The rail line continues across China into Druzhba where it links with the
broader gauge rail lines of Kazakhstan. Kazakhstan is the largest inland
country in the world. As Chinese rail and highways have expanded west, trade
between Kazakhstan and China has been booming. From January to October 2008,
goods passing through the Khorgos port between the two nations reached
880,000 tons - over 250% growth compared with the same period a year before.
Trade between China and Kazakhstan is expected to grow 3 to 5 fold by 2013.

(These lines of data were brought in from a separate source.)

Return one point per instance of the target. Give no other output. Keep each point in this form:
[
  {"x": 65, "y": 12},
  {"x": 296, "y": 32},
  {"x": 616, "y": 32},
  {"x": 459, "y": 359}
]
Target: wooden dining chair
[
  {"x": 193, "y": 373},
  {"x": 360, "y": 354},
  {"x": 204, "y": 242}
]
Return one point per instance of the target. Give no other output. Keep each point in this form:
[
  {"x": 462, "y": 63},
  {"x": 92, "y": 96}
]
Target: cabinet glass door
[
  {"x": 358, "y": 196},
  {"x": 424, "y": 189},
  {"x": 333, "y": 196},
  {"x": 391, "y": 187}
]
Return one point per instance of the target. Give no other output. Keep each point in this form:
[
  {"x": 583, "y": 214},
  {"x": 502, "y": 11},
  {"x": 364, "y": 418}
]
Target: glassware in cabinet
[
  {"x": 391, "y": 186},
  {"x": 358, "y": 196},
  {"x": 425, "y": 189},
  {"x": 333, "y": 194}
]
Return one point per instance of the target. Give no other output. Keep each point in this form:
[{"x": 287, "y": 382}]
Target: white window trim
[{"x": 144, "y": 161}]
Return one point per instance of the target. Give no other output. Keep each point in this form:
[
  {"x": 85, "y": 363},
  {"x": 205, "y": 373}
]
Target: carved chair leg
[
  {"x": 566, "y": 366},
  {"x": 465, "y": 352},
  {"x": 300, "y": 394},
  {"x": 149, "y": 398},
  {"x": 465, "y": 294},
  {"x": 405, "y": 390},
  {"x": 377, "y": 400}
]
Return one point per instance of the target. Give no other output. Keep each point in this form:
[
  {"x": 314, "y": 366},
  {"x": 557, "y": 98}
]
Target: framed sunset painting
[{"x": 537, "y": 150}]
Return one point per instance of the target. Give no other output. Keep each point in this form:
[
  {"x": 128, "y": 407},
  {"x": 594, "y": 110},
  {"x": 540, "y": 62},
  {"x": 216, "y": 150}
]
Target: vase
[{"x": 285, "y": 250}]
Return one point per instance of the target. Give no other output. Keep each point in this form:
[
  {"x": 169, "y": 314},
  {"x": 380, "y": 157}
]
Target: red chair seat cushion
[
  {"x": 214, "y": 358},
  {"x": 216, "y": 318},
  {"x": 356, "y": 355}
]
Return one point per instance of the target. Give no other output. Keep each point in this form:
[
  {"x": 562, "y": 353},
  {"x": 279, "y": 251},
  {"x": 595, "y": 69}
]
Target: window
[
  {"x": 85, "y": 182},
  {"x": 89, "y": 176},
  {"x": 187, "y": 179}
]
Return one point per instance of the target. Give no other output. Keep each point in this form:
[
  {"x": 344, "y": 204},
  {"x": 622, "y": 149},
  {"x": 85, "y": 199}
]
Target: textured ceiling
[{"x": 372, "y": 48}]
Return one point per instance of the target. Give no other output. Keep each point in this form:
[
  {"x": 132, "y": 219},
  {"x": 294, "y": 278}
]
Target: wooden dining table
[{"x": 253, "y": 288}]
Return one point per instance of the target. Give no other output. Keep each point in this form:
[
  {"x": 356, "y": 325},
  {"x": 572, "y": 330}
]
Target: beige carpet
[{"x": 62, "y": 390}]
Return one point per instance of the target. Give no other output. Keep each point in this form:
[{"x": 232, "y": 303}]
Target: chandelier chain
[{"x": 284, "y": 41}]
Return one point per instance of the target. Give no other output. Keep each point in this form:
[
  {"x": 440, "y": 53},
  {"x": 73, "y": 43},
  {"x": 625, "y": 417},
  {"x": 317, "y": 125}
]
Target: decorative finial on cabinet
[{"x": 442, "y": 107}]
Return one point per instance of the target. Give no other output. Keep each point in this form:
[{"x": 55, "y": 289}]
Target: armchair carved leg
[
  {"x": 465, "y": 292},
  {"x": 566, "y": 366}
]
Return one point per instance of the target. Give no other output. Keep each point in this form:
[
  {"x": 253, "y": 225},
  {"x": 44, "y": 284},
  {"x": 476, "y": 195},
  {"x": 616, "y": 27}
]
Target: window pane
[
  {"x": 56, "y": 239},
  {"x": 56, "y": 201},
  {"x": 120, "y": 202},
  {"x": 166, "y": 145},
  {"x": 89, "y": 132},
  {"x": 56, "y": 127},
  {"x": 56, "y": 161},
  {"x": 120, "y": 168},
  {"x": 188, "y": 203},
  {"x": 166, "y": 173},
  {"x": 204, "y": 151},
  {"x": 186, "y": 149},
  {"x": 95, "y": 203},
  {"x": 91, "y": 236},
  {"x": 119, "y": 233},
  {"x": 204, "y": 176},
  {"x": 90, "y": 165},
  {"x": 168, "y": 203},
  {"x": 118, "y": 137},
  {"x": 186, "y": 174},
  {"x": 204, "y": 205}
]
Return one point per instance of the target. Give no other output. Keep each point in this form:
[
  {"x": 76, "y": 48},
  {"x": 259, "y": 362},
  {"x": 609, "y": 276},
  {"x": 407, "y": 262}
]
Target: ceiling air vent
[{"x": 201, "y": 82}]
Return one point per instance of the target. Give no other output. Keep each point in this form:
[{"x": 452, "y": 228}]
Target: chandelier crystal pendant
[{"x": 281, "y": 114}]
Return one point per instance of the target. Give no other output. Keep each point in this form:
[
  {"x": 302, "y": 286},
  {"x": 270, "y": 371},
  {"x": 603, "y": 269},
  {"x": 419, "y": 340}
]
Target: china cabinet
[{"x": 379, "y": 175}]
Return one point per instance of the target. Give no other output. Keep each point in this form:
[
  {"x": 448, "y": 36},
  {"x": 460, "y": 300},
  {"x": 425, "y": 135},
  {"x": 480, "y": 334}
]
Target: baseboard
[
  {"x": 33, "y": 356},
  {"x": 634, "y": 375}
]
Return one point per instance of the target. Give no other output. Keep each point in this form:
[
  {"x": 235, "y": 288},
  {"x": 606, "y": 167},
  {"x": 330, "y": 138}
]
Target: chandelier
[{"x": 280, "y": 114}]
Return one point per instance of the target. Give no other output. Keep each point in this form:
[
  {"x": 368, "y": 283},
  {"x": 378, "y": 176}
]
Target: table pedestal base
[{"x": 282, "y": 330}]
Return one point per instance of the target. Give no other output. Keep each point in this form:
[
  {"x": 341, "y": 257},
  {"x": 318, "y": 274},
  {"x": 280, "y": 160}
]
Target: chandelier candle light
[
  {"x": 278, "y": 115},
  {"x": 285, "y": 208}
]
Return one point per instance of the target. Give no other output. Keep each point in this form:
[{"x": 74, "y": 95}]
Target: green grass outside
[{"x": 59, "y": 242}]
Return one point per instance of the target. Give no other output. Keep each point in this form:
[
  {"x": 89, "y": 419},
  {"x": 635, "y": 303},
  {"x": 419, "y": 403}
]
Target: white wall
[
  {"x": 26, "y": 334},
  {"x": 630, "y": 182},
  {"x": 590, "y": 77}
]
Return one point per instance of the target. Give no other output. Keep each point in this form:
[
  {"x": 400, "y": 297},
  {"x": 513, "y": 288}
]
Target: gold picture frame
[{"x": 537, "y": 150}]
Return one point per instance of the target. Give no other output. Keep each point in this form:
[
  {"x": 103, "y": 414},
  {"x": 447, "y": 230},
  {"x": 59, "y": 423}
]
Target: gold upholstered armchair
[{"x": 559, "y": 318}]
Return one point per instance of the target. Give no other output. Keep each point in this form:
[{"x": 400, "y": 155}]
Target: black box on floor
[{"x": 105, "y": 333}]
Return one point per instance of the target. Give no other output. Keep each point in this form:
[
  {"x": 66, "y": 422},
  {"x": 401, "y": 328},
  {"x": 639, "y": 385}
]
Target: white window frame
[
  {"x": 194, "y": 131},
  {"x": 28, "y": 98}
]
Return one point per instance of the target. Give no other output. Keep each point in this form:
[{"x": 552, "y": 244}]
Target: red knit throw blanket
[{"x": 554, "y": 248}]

As of 2008, only about 1% of the goods shipped from Asia to Europe were
delivered by overland routes, meaning the room for expansion is
considerable.7
From
Kazakhstan the lines go on via Russia and Belarus over Poland to the markets
of the European Union.Another line goes to Tashkent in Uzbekistan,
Central Asia’s largest city of some two millions. Another line goes west to
Turkmenistan’s capital Asgabat and to the border of Iran.8 With
some additional investment, these links, now tied to the vast expanse and
markets of China could open new economic possibilities in much-neglected
regions of Central Asia. The Shanghai Cooperation Organization (SCO) could
provide a well-suited vehicle for coordination of a broad Eurasian rail infrastructure
coordination to maximize these initial rail links. The members of the SCO,
formed in 2001, include China, Kazakhstan, Russia, Kyrgyzstan, Tajikstan,
Uzbekistan with Iran, India, Mongolia and Pakistan as Observer Status
countries.
Russia’s
Land Bridge
Russia is well positioned to benefit greatly
from such an SCO strategy. The First Eurasian Land Bridge runs through Russia
along the Trans-Siberian Railway, first completed in 1916 to unify the
Russian Empire. The Trans-Siberian remains the longest single rail line in
the world at 9,297 kilometers, a tribute to the vision of Russian Sergei
Witte in the 1890s. The Trans-Siberian Railway, also called the Northern
East-West Corridor, runs from the Russian Far East Port of Vladivostok and
links in Europe to the Port of Rotterdam some 13,000 kilometers. At present
it is the less attractive for Pacific-to-Atlantic freight because of
maintenance problems and maximum speeds of 55 km.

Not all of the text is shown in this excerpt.